[Bataille op.cit. cont.]
That nauseous rank heaving matter, frightful to look upon, a ferment of life, teeming with maggots, worms, grubs, eggs and slime is at the bottom of the decisive reactions we call nausea/disgust/repugnance.
Beyond the annihilation to come that will fall with all its weight on the being that I now am, which still waits to be called into existence, which can even be said to be about to exist rather than to exist (as if I did not exist here and now but in the future in store for me) death will proclaim my return to seething life.
Hence I can anticipate and live with the expectation of that terrible putrescence that anticipates its triumph in my person. {Consider Heidegger on death}
But I only anticipate – for I shall never actually ‘experience’ it.
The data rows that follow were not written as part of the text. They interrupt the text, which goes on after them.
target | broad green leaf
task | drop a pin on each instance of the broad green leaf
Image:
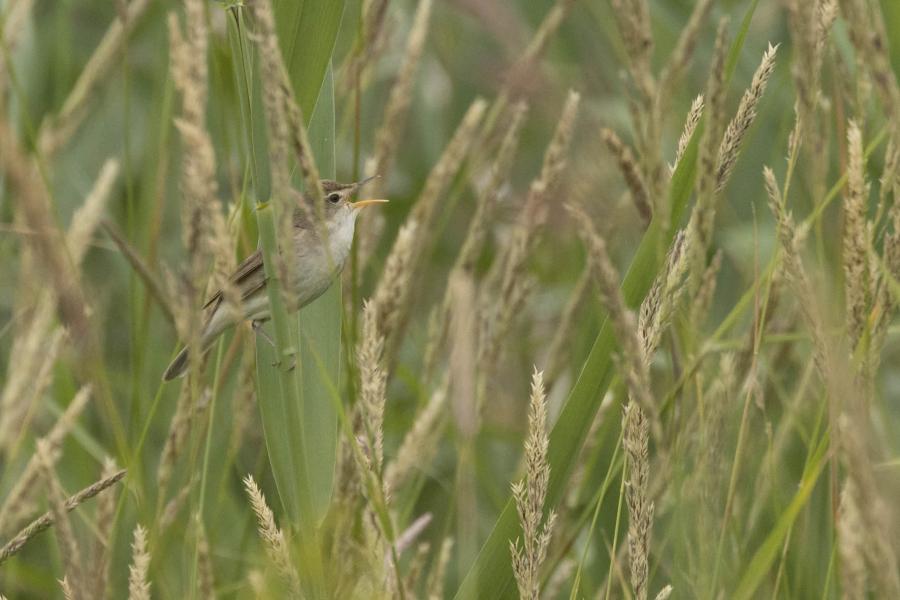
(320, 327)
(307, 32)
(298, 417)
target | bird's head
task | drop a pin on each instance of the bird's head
(339, 210)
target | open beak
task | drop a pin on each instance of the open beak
(368, 202)
(363, 203)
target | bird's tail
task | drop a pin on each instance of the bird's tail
(178, 366)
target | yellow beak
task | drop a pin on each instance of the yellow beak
(369, 202)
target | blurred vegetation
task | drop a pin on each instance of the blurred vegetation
(740, 389)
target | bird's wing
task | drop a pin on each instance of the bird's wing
(249, 278)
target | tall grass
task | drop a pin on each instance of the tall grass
(626, 328)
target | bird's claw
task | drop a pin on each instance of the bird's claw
(257, 328)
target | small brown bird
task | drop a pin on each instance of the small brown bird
(316, 267)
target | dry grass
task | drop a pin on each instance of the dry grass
(750, 353)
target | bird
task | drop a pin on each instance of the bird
(315, 267)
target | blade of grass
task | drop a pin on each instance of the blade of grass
(491, 575)
(320, 329)
(771, 547)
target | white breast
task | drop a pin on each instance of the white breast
(316, 269)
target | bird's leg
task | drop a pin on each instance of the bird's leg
(256, 325)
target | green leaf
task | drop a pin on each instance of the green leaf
(307, 31)
(298, 417)
(772, 546)
(491, 575)
(320, 330)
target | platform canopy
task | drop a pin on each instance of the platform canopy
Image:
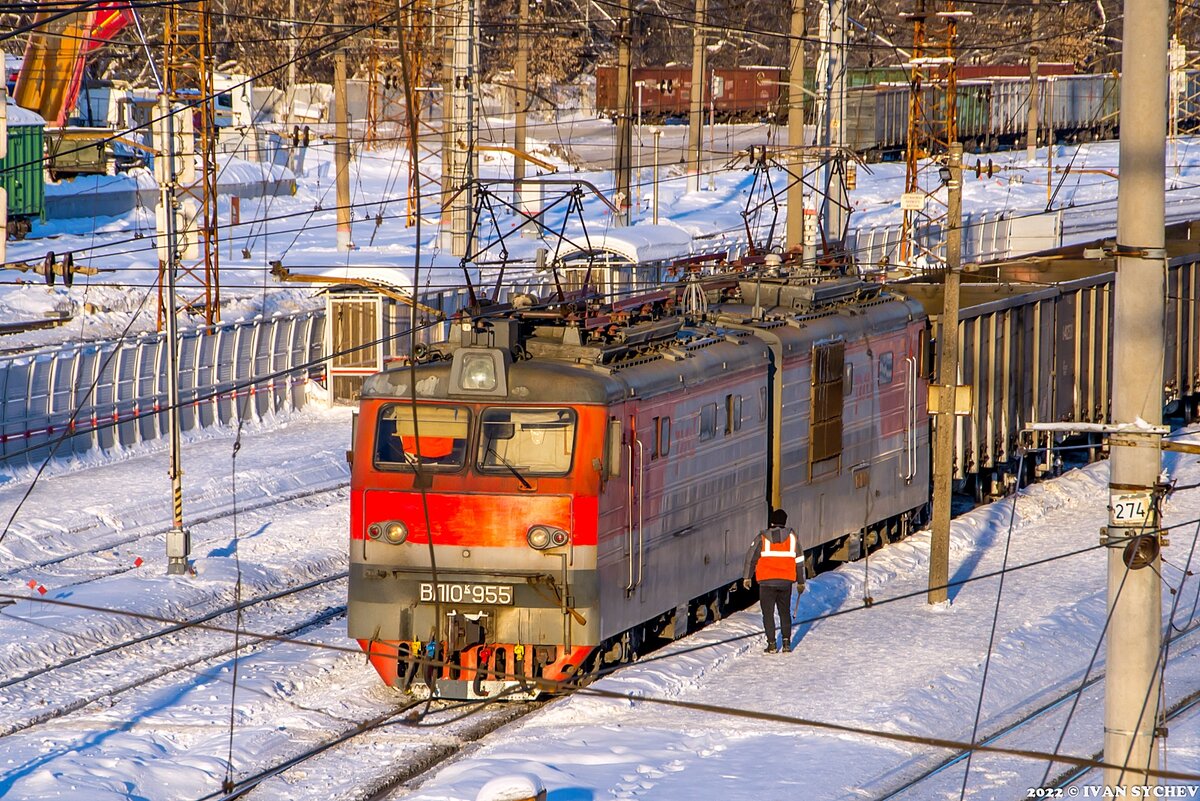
(635, 245)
My revulsion is an aesthetic – no post-reflection.
It is in the nature of this fear – the basis of disgust – that it is not stimulated by a real danger. The threat in question cannot be justified.
The recoiling at the sight of advanced decay is not of itself inevitable. Along with this reaction is a whole range of artificial behaviour.
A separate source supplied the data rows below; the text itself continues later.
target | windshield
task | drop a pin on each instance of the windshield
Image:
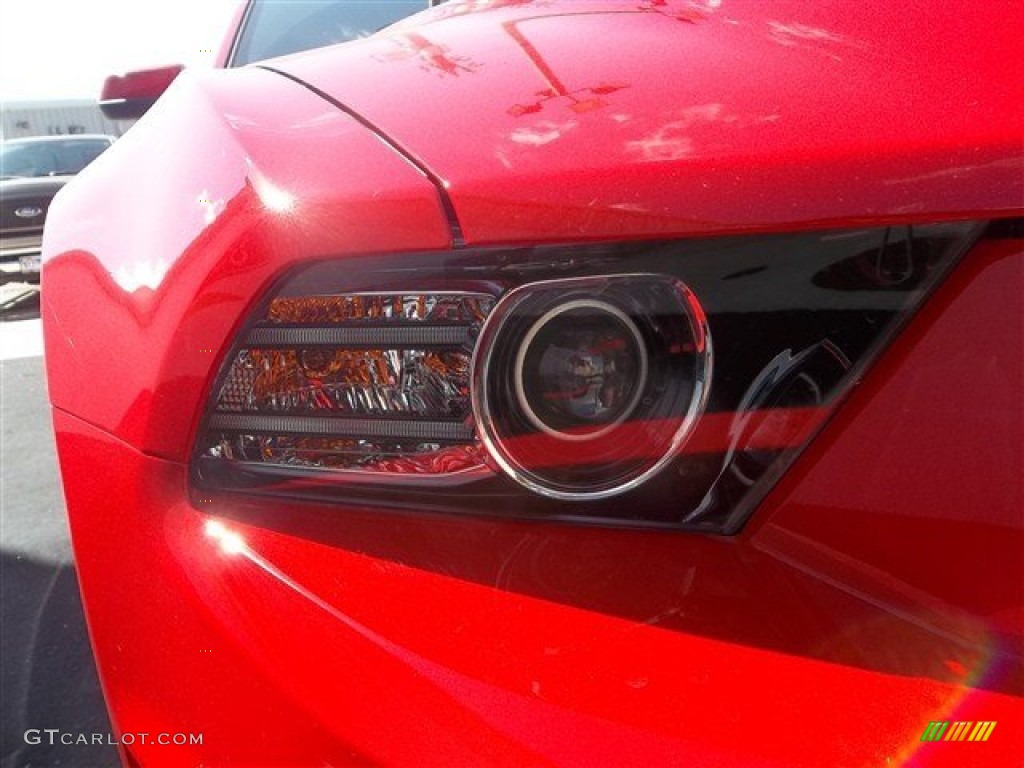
(275, 28)
(48, 158)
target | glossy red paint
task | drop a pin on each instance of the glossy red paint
(651, 119)
(877, 589)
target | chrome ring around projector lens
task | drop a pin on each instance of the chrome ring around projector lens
(574, 451)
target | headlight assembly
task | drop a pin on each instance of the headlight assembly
(666, 383)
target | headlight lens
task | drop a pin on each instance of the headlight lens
(586, 387)
(569, 383)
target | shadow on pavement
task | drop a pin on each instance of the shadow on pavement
(48, 677)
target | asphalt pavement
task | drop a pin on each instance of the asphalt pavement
(48, 677)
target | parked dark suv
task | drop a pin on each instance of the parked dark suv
(32, 170)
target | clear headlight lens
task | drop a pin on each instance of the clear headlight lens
(665, 383)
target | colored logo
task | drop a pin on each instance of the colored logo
(958, 731)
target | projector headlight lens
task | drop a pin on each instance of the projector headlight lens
(585, 388)
(581, 370)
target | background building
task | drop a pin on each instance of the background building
(53, 118)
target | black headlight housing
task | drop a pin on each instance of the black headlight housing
(665, 383)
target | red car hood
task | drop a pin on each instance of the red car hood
(576, 120)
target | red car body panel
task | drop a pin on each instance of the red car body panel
(878, 588)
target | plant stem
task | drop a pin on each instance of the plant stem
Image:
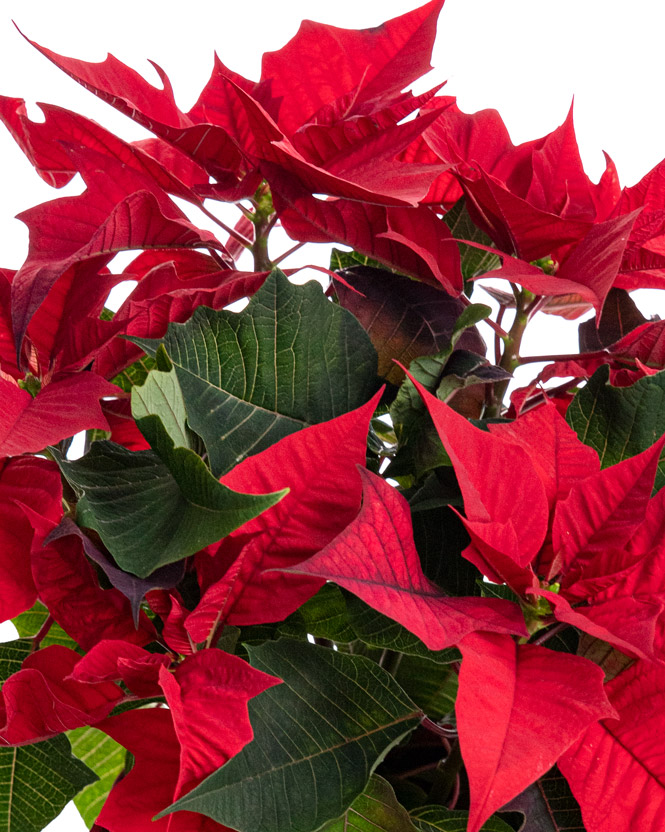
(43, 632)
(552, 631)
(230, 231)
(510, 359)
(288, 253)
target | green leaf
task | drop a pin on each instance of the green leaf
(30, 622)
(549, 806)
(317, 739)
(136, 373)
(160, 395)
(156, 507)
(377, 630)
(474, 261)
(340, 260)
(36, 783)
(431, 685)
(106, 758)
(375, 810)
(290, 359)
(323, 616)
(12, 654)
(440, 819)
(620, 422)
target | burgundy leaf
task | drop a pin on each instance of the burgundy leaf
(322, 63)
(404, 318)
(133, 588)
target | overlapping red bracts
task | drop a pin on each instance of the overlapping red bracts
(323, 134)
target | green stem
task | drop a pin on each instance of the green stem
(510, 359)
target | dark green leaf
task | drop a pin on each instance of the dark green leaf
(37, 781)
(432, 686)
(290, 359)
(548, 806)
(30, 622)
(348, 259)
(317, 739)
(12, 654)
(440, 539)
(620, 422)
(136, 373)
(375, 810)
(156, 507)
(440, 819)
(106, 758)
(160, 395)
(323, 616)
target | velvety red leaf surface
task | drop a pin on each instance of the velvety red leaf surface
(36, 483)
(376, 559)
(555, 452)
(616, 769)
(208, 695)
(99, 223)
(416, 243)
(40, 700)
(149, 787)
(490, 510)
(66, 406)
(606, 508)
(322, 63)
(237, 584)
(119, 661)
(169, 291)
(519, 707)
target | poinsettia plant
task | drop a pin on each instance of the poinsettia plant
(314, 569)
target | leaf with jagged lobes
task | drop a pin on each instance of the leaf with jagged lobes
(314, 749)
(375, 810)
(289, 359)
(155, 507)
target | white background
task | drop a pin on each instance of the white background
(526, 58)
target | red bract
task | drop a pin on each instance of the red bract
(60, 409)
(376, 559)
(40, 700)
(545, 545)
(239, 584)
(616, 769)
(534, 704)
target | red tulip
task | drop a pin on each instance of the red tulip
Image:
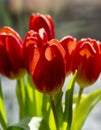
(69, 44)
(31, 40)
(47, 65)
(11, 52)
(87, 61)
(38, 21)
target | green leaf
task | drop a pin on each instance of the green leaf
(38, 123)
(21, 96)
(67, 116)
(23, 124)
(3, 119)
(84, 108)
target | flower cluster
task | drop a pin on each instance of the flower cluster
(47, 59)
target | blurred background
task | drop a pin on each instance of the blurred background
(71, 17)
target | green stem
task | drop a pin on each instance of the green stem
(54, 112)
(79, 96)
(3, 118)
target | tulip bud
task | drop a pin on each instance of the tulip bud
(87, 61)
(47, 65)
(11, 53)
(38, 21)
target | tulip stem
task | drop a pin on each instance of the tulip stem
(54, 112)
(79, 96)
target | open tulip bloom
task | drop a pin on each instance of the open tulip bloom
(40, 63)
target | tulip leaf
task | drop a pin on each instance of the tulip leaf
(38, 123)
(67, 116)
(23, 124)
(3, 119)
(84, 108)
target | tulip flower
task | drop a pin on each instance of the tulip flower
(38, 21)
(47, 65)
(31, 40)
(87, 61)
(11, 52)
(69, 44)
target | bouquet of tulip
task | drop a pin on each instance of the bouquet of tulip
(40, 63)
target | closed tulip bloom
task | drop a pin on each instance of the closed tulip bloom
(87, 61)
(11, 53)
(38, 21)
(69, 44)
(47, 66)
(33, 40)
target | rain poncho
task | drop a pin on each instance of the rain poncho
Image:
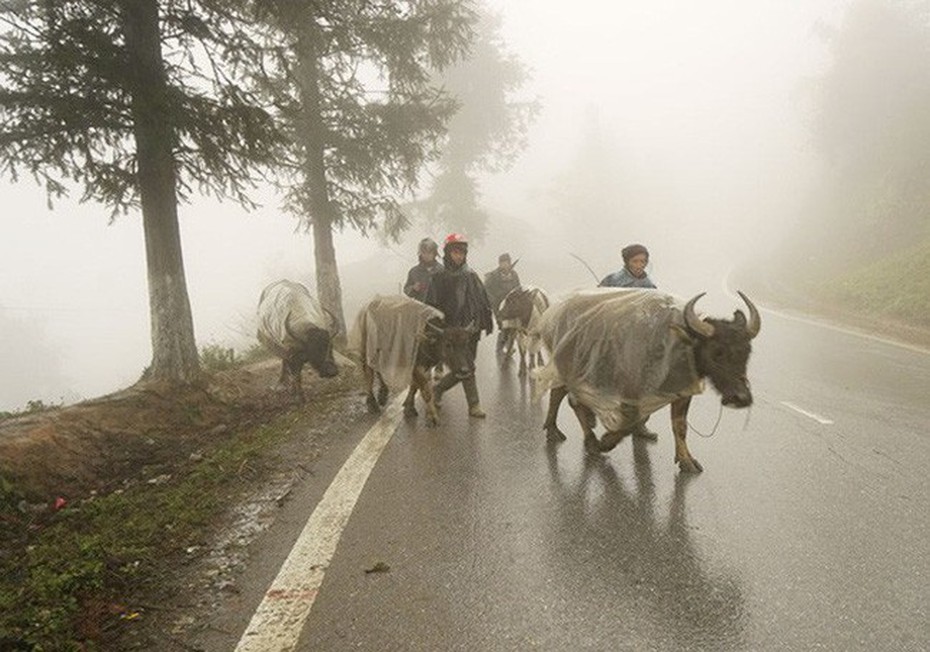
(622, 352)
(387, 333)
(288, 306)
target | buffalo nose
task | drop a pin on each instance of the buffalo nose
(738, 400)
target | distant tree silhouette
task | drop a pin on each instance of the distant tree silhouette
(872, 129)
(352, 81)
(133, 101)
(486, 134)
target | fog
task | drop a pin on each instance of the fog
(693, 113)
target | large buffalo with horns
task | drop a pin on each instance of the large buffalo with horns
(293, 326)
(621, 354)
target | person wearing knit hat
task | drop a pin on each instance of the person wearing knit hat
(498, 282)
(633, 274)
(419, 276)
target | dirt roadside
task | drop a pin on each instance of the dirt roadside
(148, 435)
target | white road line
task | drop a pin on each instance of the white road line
(810, 415)
(280, 617)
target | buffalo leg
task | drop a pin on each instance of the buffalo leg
(410, 408)
(556, 395)
(686, 463)
(295, 372)
(586, 418)
(630, 419)
(421, 381)
(370, 400)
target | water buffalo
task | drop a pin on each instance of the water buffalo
(399, 340)
(519, 314)
(622, 354)
(293, 326)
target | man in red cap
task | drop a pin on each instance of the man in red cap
(458, 292)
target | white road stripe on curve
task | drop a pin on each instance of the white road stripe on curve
(279, 619)
(810, 415)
The horror we feel at the thought of a corpse is akin to the feeling we have at human excreta. What makes this association more compelling is our similar disgust at aspects of sensuality we call obscene. The sexual channels are also the body’s sewers. There are unmistakeable links between excreta, decay and sexuality.
It is difficult to make tangible this sense of nausea. It is a kind of void, a sinking sensation.